There is a single problem: almost none of the "Literally Me" characters really represent a positive example. All of these characters are undoubtedly charming, well played and well written, but they are designed to represent dysfunctional and failing role models. Fight Club itself, perhaps one of the Bibles of "Literally Me" characters, shows that some men would rather give themselves over to anarcho-terrorism than go to therapy, and its central character, Tyler Durden, literally says he is a perfect projection of all male ideals and power fantasies.
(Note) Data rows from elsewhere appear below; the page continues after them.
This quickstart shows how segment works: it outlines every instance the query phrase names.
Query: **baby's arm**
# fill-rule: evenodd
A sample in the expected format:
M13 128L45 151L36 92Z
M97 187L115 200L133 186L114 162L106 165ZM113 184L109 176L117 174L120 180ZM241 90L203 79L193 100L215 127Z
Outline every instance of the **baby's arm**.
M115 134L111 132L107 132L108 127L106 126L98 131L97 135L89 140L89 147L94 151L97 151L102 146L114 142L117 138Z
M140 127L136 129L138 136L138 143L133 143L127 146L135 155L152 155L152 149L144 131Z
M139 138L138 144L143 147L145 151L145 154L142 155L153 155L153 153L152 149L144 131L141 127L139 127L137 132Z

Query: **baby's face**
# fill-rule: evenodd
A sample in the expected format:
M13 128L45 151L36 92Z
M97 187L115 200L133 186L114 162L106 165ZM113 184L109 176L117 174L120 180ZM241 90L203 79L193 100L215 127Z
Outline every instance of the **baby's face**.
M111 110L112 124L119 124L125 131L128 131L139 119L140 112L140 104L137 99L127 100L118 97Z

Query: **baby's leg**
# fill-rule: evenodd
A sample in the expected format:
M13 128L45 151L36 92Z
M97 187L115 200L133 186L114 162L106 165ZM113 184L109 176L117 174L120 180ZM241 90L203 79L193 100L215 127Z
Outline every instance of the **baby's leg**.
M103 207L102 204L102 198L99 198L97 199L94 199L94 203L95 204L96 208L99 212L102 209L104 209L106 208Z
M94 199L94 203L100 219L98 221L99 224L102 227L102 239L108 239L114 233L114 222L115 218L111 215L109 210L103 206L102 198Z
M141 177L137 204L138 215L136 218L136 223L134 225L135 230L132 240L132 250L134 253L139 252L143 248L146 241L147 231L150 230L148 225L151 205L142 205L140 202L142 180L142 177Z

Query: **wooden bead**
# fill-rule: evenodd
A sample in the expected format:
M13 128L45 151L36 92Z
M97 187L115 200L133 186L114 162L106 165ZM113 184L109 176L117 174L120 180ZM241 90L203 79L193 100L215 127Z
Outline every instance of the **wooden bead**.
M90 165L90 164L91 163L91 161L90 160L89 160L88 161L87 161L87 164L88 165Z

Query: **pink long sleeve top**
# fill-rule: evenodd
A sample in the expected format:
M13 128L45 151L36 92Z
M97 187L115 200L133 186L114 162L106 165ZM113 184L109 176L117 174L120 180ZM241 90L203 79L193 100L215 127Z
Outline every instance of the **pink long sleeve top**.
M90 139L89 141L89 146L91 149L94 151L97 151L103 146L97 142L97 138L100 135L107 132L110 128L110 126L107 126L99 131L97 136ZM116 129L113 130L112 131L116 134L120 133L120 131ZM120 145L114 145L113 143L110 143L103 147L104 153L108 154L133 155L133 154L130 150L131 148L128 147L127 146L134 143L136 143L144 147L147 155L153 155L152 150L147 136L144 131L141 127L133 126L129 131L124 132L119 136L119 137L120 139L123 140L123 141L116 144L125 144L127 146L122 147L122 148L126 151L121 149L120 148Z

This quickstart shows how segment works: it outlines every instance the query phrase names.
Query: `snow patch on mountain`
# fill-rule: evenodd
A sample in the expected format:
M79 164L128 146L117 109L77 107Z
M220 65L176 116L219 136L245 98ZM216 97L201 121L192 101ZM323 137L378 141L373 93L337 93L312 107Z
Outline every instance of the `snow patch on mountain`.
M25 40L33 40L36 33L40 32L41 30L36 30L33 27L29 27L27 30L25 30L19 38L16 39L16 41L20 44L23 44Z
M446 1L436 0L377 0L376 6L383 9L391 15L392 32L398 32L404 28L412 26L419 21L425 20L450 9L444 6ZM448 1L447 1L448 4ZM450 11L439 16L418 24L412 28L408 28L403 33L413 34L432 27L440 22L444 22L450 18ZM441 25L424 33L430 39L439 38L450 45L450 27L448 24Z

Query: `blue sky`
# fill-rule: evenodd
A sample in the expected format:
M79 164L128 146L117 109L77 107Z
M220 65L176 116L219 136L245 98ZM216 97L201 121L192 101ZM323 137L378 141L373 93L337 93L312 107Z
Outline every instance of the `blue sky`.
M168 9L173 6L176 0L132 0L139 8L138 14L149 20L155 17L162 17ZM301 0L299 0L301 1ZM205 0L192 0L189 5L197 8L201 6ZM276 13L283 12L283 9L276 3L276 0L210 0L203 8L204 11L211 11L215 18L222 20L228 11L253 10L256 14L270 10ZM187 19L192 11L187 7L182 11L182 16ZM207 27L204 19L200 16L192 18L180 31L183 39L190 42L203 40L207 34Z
In the discourse we have been having, the theme of identity recurs a great deal: film characters are mirrors with which the audience identifies, while the search for labels such as "alpha" or "sigma" to belong to instead invokes the need for a shared group or identity within which to define and construct oneself and, in more general terms, in which to define the concept of "masculinity" and "manhood." The issue, however, is that in the frantic search for identification those elements of the story in which the uplifting value of the story itself is hidden are lost: one looks to the trees and loses sight of the forest. If you end up watching American Psycho or Narcos feeling a sense of admiration for Patrick Bateman or Pablo Escobar you have lost the sense of their story or the utility to be derived from it. In other words: are we sure we really want to be the characters we aspire to imitate?